Exhibition About the Youth Concentration Camp for Girls and Young Women Uckermark
from September 24 until December 14, 2015
in JIFE, Praterstern 1, 1020 Wien
Entrance is free.
The group currently working on the project Whose story consists partly of members of the Austrian "Lagergemeinschaft" (Camp Community) Ravensbrück and Friends (ÖLGR/F) and partly of people who are interested in the politics of memory. Primary motivation and, as it were, starting point of the project was the desire to bring the traveling exhibition about the Youth Concentration Camp Uckermark to Vienna for the first time.
We are trying to achieve greater visibility for the consequences of the persecution under the Nazi regime and the often continued discrimination after 1945 through the accompanying events to the exhibition. We therefore have chosen to focus on some of the reasons why young women and girls were imprisoned in the Youth Concentration Camp. For example because they were labeled as "asocial". The experiences of those who survived brutal violence through the Nazi-oriented public are often ignored or purposely supressed from conscious memory. The question Whose Story? exercises critique on the discourse of the Austrian "majority" population, which – critically or uncritically – circles around questions of guilt, responsibility and the rejection of both and therefore makes those who were in fact victims invisible time and again.
We would like to focus on some of these perspectives through this project.

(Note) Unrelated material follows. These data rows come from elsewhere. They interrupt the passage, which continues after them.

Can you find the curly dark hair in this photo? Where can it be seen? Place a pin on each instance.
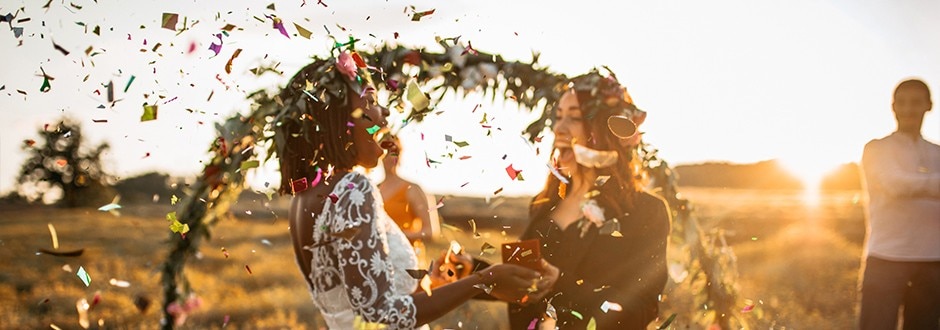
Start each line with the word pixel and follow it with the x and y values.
pixel 311 129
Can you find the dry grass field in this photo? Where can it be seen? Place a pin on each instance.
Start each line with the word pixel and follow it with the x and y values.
pixel 797 262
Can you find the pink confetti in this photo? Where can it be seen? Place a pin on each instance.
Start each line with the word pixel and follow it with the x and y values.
pixel 279 25
pixel 513 173
pixel 392 85
pixel 299 185
pixel 216 48
pixel 317 179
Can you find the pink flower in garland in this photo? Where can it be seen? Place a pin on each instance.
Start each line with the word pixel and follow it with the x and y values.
pixel 346 65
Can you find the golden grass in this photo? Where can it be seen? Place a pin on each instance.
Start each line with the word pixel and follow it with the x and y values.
pixel 799 264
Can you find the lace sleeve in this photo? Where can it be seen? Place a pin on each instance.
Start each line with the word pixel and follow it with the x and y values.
pixel 363 256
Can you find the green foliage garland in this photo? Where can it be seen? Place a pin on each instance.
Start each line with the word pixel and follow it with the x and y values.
pixel 457 69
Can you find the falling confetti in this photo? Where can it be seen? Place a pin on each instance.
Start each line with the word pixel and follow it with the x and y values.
pixel 418 15
pixel 129 81
pixel 119 283
pixel 666 324
pixel 302 31
pixel 216 48
pixel 513 173
pixel 418 99
pixel 55 238
pixel 150 113
pixel 612 306
pixel 249 164
pixel 169 21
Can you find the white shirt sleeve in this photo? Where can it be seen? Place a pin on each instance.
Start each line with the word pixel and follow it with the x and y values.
pixel 364 263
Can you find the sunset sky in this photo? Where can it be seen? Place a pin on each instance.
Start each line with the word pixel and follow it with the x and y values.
pixel 807 82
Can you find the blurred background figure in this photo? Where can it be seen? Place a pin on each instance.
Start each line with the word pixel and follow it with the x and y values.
pixel 413 210
pixel 902 253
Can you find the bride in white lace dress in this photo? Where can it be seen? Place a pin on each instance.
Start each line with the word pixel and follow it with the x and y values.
pixel 354 257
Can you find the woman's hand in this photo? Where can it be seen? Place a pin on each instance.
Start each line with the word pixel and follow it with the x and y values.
pixel 546 283
pixel 451 267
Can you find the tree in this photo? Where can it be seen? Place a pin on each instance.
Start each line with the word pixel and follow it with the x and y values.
pixel 60 168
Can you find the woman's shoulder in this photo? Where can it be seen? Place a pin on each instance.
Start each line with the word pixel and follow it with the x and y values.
pixel 650 203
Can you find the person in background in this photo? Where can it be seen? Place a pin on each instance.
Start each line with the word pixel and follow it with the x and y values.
pixel 901 265
pixel 357 263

Furthermore, we would like to illustrate and discuss how this distinct form of violent discrimination, oppression and degradation of human beings who are pushed to society's margins continues because they do not fit into the desired mold. This takes place on a daily basis, as for instance in institutions, for example when social workers record the supposed evidence of an anti-social personality or criminal tendencies in their clients' files. Or when passersby curse at, spit on or demand the police to remove people begging in public spaces. Additionally racist and anti-Semitic attacks in public spaces cannot be designated as isolated or uncommon occurrences but have to be realized as part of the discriminative discourse analyzed here.
Therefore the goal of our work is to develop strategies for common action against racist, sexist, anti-Semitic, anti-Roma and classist tendencies in the present with the help of an attentive look into the recent past of Austria and Germany.